Friday 19 July 2019

Living with rats involves understanding the city as an ecosystem


JULY 11, 2019
by Chelsea Himsworth, The Conversation
Rats! They eat our food, chew through our property and spread all sorts of nasty diseases. And they are gross (right?), with those naked tails and quick, unpredictable movements. Rats invade our homes—our castles!—the one place where we should be safe and in control.
Over the millennia that we have lived with them, rats have proven themselves virtually impossible to expunge. They are so adaptable that they can exploit and infest virtually every corner of our cities. They avoid traps and poisons and reproduce at such a staggering rate that extermination attempts usually end up being a game of whack-a-mole… or, rather, whack-a-rat.

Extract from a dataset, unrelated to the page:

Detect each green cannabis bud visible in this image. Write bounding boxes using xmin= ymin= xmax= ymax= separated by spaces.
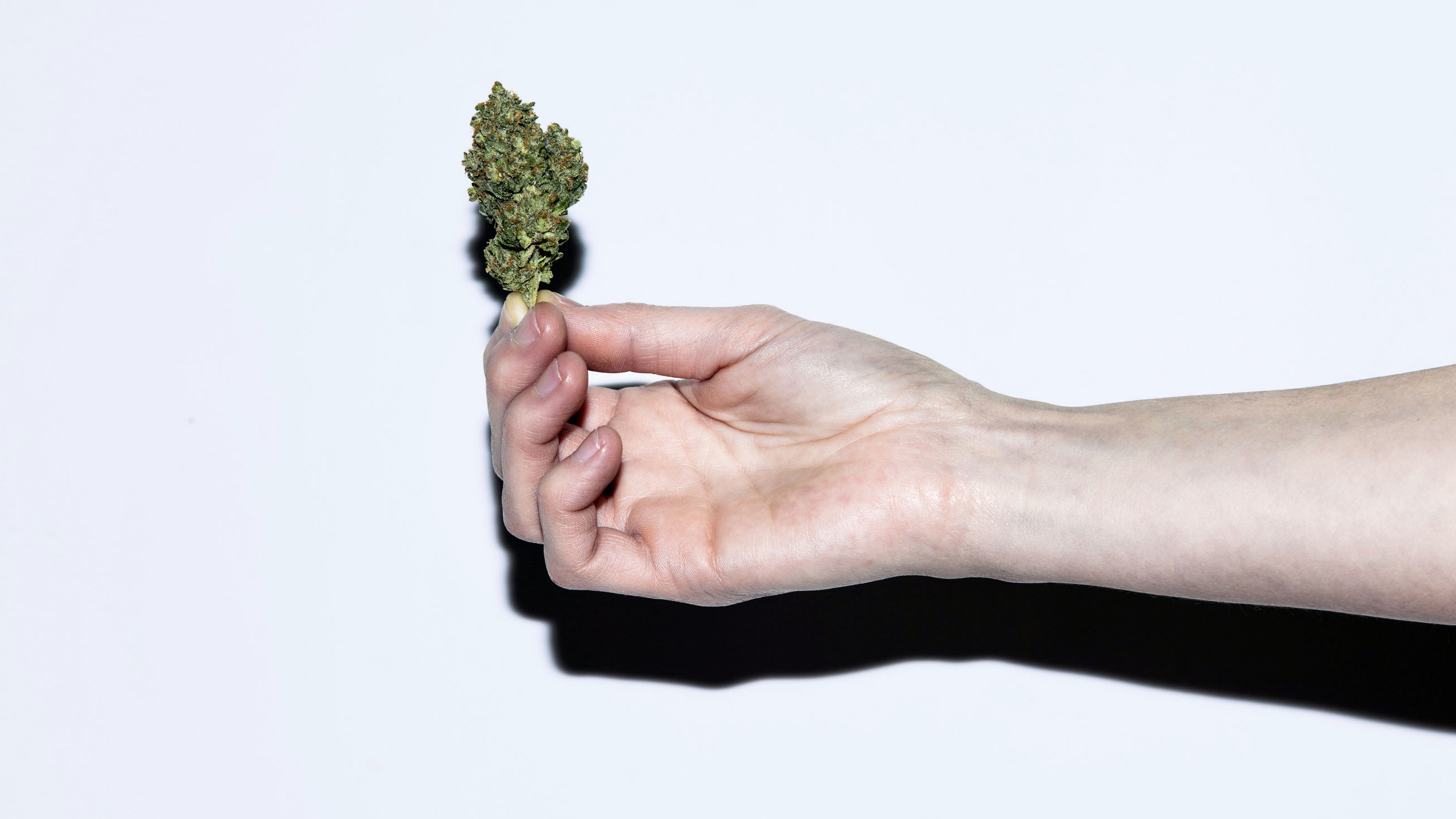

Is it any wonder that many cities seem to be plagued by rats? Or do the cities themselves bear some responsibility for their rat problems? This is what I have been exploring over the past 10 years as a wildlife and public health researcher with the Canadian Wildlife Health Cooperative and the University of British Columbia.
Challenges of managing urban rodents
For the most part, when it comes to dealing with rats, cities have it all wrong. For example, rat-related issues are addressed using a hodgepodge of unrelated policy and programming. At best, municipal leadership is highly fragmented; at worst, it's absent altogether.